Re: [Rd] Recent and upcoming changes to R-devel

From: Duncan Murdoch <murdoch.duncan_at_gmail.com>
Date: Tue, 05 Jul 2011 14:16:29 -0400

On 05/07/2011 1:45 PM, Tobias Verbeke wrote:
> On 07/05/2011 04:21 PM, Duncan Murdoch wrote:
> > On 05/07/2011 10:17 AM, Tobias Verbeke wrote:
> >> Dear Duncan,
> >>
> >> On 07/05/2011 03:25 PM, Duncan Murdoch wrote:
> >> > On 05/07/2011 6:52 AM, Tobias Verbeke wrote:
> >> >> L.S.
> >> >>
> >> >> On 07/05/2011 02:16 AM, Mark.Bravington_at_csiro.au wrote:
> >> >> > I may have misunderstood, but:
> >> >> >
> >> >> > Please could we have an optional installation that does not*not*
> >> >> byte-compile base and recommended?
> >> >> >
> >> >> > Reason: it's not possible to debug byte-compiled code-- at least not
> >> >> with the 'debug' package, which is quite widely used. I quite often
> >> >> end up using 'mtrace' on functions in base/recommended packages to
> >> >> figure out what they are doing. And sometimes I (and others)
> >> >> experiment with changing functions in base/recommended to improve
> >> >> functionality. That seems to be harder with BC versions, and might
> >> >> even be impossible, as best I can tell from hints in the documentation
> >> >> of 'compile').
> >> >> >
> >> >> > Personally, if I had to choose only one, I'd rather live with the
> >> >> speed penalty from not byte-compiling. But of course, if both are
> >> >> available, I could install both.
> >> >>
> >> >> I completely second this request. All speed improvements and the byte
> >> >> compiler in particular are leaps forward and I am very grateful and
> >> >> admiring towards the people that make this happen.
> >> >>
> >> >> That being said, 'moving away' from the sources (with the lazy loading
> >> >> files and byte-compilation) may be a step back for R package
> >> developers
> >> >> that (during development and maybe on separate development
> >> installations
> >> >> [as opposed to production installations of R]) require
> >> >> the sources of all packages to be efficient in their work.
> >> >>
> >> >> As many of you know there is an open source Eclipse/StatET visual
> >> >> debugger ready and for that application as well (similar to Mark's
> >> >> request) presence of non-compiled code is highly desirable.
> >> >>
> >> >> For the particular purpose of debugging R packages, I would even plead
> >> >> to go beyond the current options and support the addition of an
> >> >> R package install option that allows to include the sources (e.g. in
> >> >> a standard folder Rsrc/) in installed packages.
> >> >>
> >> >> I am fully aware that one can always fetch the source tarballs from
> >> >> CRAN for that purpose, but it would be much more easy if a simple
> >> >> installation option could put the R sources of a package in a separate
> >> >> folder [or archive inside an existing folder] such that R development
> >> >> tools (such as the Eclipse/StatET IDE) can offer inspection of sources
> >> >> or display them (e.g. during debugging) out of the box.
> >> >>
> >> >> If one has the srcref, one can always load the absolutely correct
> >> source
> >> >> code this way, even if one doesn't know the parent function with
> >> >> the source attribute.
> >> >>
> >> >> Any comments?
> >> >
> >> > I think these requests have already been met. If you modify the body of
> >> > a closure (as trace() does), then the byte compiled version is
> >> > discarded, and you go back to the regular interpreted code. If you
> >> > install packages with the R_KEEP_PKG_SOURCE=yes environment variable
> >> > set, the you keep all source for all functions. (It's attached to the
> >> > function itself, not as a file that may be out of date.) It's possible

>

> Can you expand on when files put inside a package at install
> time will be out of date compared to the source information
> attached to a function ?

Suppose you're debugging. You change a function, source it: now it's not the same as the one in the package source, it's the one in your editor.

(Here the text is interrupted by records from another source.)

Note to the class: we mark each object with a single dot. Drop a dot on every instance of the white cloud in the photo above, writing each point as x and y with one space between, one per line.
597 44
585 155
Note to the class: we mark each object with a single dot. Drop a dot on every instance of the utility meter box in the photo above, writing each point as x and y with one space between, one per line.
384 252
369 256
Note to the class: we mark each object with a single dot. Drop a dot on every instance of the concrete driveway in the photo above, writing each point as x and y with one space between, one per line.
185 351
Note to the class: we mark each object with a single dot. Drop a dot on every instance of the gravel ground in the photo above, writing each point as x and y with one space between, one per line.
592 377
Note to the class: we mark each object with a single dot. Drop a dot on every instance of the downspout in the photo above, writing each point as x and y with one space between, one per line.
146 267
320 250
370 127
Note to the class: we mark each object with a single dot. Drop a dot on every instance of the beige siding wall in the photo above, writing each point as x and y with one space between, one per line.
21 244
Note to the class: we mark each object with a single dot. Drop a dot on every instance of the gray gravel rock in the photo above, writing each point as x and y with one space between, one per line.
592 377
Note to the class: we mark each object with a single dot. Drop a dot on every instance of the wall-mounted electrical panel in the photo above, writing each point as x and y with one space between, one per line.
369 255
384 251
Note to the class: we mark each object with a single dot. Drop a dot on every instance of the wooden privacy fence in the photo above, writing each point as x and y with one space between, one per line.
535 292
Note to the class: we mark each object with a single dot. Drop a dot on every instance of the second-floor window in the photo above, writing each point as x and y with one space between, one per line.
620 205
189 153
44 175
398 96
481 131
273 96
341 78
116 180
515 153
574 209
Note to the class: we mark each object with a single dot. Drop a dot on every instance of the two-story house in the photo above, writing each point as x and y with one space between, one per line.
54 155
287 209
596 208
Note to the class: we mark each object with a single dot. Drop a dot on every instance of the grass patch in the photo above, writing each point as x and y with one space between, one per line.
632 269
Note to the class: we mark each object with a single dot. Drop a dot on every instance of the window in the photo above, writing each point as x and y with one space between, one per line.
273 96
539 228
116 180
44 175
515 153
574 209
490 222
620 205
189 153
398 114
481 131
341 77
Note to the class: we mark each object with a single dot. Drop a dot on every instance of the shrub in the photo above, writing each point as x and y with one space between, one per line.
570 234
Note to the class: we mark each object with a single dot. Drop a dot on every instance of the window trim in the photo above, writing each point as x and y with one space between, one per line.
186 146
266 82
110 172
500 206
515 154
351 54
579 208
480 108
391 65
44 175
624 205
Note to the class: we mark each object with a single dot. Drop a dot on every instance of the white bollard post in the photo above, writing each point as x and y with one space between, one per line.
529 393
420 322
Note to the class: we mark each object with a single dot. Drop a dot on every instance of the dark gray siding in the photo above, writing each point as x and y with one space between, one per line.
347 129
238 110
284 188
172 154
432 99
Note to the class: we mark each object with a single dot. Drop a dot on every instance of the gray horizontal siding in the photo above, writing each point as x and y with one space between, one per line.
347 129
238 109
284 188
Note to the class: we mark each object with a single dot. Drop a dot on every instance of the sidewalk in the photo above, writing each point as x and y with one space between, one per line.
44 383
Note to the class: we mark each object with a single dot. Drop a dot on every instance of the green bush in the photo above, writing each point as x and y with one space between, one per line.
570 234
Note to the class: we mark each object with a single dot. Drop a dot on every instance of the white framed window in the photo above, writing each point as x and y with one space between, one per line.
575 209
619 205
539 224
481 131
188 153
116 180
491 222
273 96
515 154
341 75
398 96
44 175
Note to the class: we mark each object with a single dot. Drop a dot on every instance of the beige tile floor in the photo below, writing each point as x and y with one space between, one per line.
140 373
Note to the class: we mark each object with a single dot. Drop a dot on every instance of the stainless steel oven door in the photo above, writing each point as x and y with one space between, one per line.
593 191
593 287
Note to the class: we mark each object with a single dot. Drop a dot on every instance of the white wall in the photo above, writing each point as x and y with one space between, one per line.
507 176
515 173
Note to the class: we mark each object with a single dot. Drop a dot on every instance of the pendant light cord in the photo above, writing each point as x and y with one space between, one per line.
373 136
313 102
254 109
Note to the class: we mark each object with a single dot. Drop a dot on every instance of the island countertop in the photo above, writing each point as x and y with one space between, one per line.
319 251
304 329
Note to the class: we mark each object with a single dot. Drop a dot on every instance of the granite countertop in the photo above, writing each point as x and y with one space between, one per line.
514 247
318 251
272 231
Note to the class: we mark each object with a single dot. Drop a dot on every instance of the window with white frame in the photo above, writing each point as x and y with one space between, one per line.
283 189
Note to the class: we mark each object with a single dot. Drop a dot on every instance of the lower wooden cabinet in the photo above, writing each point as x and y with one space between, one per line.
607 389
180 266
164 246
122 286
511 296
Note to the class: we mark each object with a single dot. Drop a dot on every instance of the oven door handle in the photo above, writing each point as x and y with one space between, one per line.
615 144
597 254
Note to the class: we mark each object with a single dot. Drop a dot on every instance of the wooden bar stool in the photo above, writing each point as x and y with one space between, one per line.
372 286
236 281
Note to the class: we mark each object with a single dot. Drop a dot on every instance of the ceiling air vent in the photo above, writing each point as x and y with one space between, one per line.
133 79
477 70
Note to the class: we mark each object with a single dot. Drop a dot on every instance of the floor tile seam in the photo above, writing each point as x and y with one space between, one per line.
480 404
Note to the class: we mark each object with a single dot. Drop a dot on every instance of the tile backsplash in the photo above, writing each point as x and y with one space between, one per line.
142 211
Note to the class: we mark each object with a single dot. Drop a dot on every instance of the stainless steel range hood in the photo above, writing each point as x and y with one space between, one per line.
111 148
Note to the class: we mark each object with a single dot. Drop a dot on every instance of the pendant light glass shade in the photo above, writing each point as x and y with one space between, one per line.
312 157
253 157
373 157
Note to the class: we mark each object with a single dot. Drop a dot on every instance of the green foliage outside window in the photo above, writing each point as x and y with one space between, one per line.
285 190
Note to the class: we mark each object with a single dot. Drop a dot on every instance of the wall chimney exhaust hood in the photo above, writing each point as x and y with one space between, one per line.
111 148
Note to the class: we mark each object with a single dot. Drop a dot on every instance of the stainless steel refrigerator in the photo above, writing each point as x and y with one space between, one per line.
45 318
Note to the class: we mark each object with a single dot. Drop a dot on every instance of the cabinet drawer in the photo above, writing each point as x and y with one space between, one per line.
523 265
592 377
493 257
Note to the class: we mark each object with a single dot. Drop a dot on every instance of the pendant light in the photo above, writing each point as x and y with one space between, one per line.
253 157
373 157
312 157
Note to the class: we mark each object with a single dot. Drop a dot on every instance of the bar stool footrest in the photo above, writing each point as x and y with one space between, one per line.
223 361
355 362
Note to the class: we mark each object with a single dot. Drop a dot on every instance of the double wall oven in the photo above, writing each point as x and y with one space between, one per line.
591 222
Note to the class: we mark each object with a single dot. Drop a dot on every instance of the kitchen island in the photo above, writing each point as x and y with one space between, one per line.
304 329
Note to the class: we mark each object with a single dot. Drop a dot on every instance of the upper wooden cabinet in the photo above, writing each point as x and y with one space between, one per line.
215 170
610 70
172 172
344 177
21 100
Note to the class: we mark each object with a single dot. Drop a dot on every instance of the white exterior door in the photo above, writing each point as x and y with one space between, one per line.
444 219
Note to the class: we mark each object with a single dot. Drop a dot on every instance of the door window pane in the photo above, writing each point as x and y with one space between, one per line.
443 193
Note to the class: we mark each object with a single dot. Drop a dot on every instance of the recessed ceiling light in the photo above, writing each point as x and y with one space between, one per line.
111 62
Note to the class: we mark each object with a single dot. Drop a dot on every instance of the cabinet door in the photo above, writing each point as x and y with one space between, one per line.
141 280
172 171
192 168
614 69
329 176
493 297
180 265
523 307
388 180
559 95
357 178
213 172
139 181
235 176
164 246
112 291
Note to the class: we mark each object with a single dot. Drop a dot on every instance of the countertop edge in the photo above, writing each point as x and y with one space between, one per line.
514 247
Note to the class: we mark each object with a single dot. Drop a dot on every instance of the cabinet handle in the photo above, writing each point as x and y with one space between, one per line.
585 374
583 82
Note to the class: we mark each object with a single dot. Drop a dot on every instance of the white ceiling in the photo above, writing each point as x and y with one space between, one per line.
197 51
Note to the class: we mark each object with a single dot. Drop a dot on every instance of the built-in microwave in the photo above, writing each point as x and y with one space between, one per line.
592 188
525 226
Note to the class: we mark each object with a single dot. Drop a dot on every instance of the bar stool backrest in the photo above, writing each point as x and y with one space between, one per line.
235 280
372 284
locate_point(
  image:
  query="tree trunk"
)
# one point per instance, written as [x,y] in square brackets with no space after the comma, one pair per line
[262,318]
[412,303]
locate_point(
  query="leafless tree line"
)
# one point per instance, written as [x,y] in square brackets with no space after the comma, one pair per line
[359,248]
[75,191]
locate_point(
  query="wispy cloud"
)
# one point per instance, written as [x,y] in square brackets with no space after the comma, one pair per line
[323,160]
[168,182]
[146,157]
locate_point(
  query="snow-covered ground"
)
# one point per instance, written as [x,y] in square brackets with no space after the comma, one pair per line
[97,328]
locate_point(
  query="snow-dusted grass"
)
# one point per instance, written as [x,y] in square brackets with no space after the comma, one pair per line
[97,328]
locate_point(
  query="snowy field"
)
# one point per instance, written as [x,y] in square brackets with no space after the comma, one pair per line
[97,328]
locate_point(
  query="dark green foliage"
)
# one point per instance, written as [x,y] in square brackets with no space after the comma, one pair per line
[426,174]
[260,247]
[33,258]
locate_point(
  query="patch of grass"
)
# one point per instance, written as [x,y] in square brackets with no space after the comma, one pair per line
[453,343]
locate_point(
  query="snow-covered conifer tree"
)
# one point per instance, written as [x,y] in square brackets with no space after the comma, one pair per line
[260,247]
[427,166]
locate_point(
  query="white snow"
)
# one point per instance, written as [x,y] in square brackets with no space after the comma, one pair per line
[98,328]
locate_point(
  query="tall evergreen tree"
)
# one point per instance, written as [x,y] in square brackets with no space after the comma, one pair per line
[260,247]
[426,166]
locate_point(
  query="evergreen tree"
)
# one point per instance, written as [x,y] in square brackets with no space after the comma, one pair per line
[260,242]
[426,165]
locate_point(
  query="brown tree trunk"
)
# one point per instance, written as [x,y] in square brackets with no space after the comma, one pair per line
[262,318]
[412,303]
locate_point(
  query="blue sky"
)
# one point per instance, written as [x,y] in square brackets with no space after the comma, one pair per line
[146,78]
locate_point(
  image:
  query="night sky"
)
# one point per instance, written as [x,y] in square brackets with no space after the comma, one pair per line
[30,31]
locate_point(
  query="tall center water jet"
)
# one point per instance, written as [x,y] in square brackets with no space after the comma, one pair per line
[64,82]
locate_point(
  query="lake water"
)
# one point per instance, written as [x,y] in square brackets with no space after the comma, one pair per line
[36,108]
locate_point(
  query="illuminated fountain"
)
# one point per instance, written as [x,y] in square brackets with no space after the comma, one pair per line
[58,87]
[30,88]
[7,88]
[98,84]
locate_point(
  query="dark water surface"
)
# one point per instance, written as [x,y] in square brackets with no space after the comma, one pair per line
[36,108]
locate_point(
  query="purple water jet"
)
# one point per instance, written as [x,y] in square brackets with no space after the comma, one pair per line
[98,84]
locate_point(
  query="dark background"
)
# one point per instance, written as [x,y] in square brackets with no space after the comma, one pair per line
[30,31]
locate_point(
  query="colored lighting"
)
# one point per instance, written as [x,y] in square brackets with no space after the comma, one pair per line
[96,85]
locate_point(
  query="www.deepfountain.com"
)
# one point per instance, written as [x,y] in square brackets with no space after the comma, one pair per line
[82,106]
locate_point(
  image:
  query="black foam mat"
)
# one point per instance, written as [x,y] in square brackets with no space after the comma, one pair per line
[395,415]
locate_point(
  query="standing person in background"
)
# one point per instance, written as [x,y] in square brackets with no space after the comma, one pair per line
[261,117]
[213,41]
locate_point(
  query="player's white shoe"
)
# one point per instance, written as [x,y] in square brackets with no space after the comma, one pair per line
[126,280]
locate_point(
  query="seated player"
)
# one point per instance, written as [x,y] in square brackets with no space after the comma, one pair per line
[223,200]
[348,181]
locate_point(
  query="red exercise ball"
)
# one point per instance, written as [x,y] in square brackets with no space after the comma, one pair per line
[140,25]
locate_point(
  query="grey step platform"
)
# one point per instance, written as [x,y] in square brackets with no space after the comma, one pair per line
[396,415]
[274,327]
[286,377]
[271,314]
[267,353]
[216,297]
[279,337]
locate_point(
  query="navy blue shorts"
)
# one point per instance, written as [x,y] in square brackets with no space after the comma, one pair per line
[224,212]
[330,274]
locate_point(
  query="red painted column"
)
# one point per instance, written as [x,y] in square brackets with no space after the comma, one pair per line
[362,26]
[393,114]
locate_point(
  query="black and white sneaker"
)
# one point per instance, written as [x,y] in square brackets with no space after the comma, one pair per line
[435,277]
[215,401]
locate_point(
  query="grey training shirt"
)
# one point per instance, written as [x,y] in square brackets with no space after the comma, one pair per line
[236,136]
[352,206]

> I (naively) thought the source information was created and attached
> at install time as well and that it did not change afterwards either.

It won't change if the function doesn't change, but during debugging (or in some strange examples, during normal execution) the function might change.

> I guess the arguments for files is that they have precise
> locations and allow for easy indexing by development tools
> external to R (but may be corrected here as well).

As in pre-2.13.0, it will keep the locations and time stamps of the files, but we were finding it was too unreliable not to have an actual copy of the contents, so 2.13.0 also keeps a copy of the file, and that's the main source of content to display.

> >> > that byte compiling turns off R_KEEP_PKG_SOURCE, but that is something
> >> > that is either easily fixed, or avoided by re-installing without byte
> >> > compiling.
> >>
> >> Many thanks for your reaction. Is the R_KEEP_PKG_SOURCE=yes environment
> >> variable also supported during R installation ?
> >
> > Yes, other than the error you saw below, which is a temporary problem.
> > Not sure which function exceeded the length limit, but the length limit
> > is going away before 2.14.0 is released.

>

> Thanks again, Duncan, for the clarification.
>

> Is it useful (or just whimsical) to have an R
> function that would allow for a given stock CRAN
> Windows R installation with stock Windows CRAN binary
> add-on packages to add the source information that
> would be useful e.g. for a debugger post factum?
>

> I can imagine something like
>
> update.packages(., checkSourcesKept = TRUE)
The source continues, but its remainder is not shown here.